ISLAMABAD: The Economic Coordination Committee (ECC) of the Cabinet meeting, presided over by Federal Finance Minister Ishaq Dar, has imposed 17 per cent general sales tax (GST) on liquefied natural gas (LNG) and other imported gas.
The ECC meeting also exempted the LNG terminal operator from income tax for five years and decided to tax floating storage and regasification unit (FSRU) to a five per cent import duty, allocated 325mmcfd LNG to independent power plants and allowed extension in deadline for export of 650,000 tonnes of sugar to July 15. The meeting also extended 20-year tax exemption to Gwadar Port for three more years to 23 years.

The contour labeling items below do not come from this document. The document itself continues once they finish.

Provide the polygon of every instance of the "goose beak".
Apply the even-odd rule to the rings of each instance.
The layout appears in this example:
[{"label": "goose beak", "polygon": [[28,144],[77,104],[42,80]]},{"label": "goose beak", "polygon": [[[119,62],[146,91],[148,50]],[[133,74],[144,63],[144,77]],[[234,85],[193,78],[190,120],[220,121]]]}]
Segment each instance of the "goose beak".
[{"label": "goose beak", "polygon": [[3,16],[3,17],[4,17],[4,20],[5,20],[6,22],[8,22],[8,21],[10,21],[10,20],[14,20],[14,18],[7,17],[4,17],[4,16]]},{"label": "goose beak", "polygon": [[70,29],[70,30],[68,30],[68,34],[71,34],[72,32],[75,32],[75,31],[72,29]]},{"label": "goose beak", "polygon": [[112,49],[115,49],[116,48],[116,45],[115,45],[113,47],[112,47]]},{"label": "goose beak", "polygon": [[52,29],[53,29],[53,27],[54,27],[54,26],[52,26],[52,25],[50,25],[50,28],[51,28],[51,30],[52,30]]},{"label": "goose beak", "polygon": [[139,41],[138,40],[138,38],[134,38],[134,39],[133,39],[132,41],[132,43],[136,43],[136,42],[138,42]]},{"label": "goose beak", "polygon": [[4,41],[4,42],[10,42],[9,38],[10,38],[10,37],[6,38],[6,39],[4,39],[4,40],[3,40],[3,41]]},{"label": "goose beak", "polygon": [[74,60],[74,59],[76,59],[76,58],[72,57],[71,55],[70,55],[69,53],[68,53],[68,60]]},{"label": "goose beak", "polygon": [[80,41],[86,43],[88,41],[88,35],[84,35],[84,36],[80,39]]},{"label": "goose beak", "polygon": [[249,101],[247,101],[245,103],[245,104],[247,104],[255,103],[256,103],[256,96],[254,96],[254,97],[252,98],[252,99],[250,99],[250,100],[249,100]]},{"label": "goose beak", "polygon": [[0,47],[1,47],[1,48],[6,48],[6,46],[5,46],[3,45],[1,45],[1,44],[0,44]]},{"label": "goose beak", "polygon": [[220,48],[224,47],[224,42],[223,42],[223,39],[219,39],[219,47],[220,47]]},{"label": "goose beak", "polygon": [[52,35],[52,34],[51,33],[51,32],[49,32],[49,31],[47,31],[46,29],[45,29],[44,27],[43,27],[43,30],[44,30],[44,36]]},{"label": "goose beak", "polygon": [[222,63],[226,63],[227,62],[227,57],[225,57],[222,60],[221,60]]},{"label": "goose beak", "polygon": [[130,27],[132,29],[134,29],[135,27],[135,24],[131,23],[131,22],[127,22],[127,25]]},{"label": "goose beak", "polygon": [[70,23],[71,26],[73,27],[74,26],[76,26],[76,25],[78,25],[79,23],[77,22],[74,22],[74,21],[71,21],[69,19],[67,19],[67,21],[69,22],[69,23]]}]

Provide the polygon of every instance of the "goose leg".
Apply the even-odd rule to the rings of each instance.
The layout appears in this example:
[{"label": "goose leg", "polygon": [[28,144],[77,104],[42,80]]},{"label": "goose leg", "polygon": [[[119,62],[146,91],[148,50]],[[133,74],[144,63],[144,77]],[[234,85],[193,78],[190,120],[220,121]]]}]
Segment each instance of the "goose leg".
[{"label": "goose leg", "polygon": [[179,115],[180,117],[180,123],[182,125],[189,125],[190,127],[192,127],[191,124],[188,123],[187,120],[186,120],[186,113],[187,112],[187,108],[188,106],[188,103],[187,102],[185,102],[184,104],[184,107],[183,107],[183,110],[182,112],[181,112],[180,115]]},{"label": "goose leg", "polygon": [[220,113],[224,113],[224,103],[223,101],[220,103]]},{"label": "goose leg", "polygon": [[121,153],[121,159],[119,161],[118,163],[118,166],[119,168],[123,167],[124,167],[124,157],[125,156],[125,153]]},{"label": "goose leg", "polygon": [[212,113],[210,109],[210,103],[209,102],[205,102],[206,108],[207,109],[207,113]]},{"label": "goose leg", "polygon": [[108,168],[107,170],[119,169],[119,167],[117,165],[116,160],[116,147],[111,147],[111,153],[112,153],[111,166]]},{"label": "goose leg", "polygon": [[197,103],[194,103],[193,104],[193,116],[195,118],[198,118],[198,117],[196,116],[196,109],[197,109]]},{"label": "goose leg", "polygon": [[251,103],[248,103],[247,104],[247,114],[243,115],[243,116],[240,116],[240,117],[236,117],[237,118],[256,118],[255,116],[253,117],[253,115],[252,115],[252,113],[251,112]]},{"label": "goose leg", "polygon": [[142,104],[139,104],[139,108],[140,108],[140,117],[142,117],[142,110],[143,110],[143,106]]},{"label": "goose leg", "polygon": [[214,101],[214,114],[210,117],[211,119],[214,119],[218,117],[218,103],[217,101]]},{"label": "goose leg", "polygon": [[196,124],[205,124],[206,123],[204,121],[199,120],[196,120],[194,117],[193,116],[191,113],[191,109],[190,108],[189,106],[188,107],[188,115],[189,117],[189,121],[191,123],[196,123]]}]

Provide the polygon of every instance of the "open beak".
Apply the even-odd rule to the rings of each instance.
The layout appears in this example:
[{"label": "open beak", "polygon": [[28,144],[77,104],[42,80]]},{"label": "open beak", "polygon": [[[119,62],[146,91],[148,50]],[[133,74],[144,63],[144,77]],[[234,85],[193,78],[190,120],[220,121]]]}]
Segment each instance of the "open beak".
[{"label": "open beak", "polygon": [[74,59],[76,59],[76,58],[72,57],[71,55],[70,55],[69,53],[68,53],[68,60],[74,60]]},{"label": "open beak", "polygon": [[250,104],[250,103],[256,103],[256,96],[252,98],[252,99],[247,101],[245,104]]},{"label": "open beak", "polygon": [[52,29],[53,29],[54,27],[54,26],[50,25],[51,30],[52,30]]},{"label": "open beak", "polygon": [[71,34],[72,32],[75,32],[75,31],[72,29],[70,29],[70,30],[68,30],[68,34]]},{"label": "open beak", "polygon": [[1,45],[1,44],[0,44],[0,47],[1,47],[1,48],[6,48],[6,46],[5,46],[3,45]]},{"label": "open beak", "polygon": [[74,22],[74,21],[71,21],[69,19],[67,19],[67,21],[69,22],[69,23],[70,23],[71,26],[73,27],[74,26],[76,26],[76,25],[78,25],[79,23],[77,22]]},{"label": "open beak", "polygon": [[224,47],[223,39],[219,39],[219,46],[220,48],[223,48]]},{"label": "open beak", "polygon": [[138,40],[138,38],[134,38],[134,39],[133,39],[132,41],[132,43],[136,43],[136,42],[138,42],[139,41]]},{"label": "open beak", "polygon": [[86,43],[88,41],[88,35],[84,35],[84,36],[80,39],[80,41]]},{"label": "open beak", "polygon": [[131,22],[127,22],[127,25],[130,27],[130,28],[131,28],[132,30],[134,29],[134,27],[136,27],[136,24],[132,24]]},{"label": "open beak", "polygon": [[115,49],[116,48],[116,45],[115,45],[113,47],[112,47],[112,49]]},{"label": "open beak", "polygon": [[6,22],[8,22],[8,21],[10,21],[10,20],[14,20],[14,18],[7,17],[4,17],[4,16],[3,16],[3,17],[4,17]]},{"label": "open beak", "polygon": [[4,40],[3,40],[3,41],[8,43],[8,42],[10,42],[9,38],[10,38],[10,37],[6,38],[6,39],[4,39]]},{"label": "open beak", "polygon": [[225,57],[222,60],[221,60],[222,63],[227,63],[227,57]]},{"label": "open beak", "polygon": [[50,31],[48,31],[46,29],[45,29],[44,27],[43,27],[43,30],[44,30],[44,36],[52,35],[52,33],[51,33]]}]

Federal Board of Revenue (FBR), over exemption of taxes and duties on gas import pipeline and LNG, described that all imported fuels were paying requisite taxes while locally produced natural gas was also subject to 17pc GST. It was, therefore, decided that LNG and imported gas shall be treated like any other imported fuel and taxes as applicable shall be paid.
The Economic Coordination Committee (ECC) of the Cabinet meeting also allocated 325mmcfd of LNG to IPPs which will be enhanced to 400mmcfd by the end of the year. The enhanced volumes would be allocated to Rousch Power after its ratification by the Cabinet committee on energy, led by the prime minister. The IPPs, to be provided LNG in the first phase, include Saif, Sapphire, Orient and Halmore, Kot Addu.
Under another proposal regarding exemption of customs duty and sales tax on lease of FSRU, the petroleum ministry contended that FSRU was a new concept in Pakistan. It received, stored and regasified LNG for onward supply and as such it should be considered as plant and machinery of a floating LNG terminal.
The committee agreed with this point of view and advised the FBR to consider it as plant and machinery in the existing SRO, which meant FSRU to be subjected to 5pc customs duty.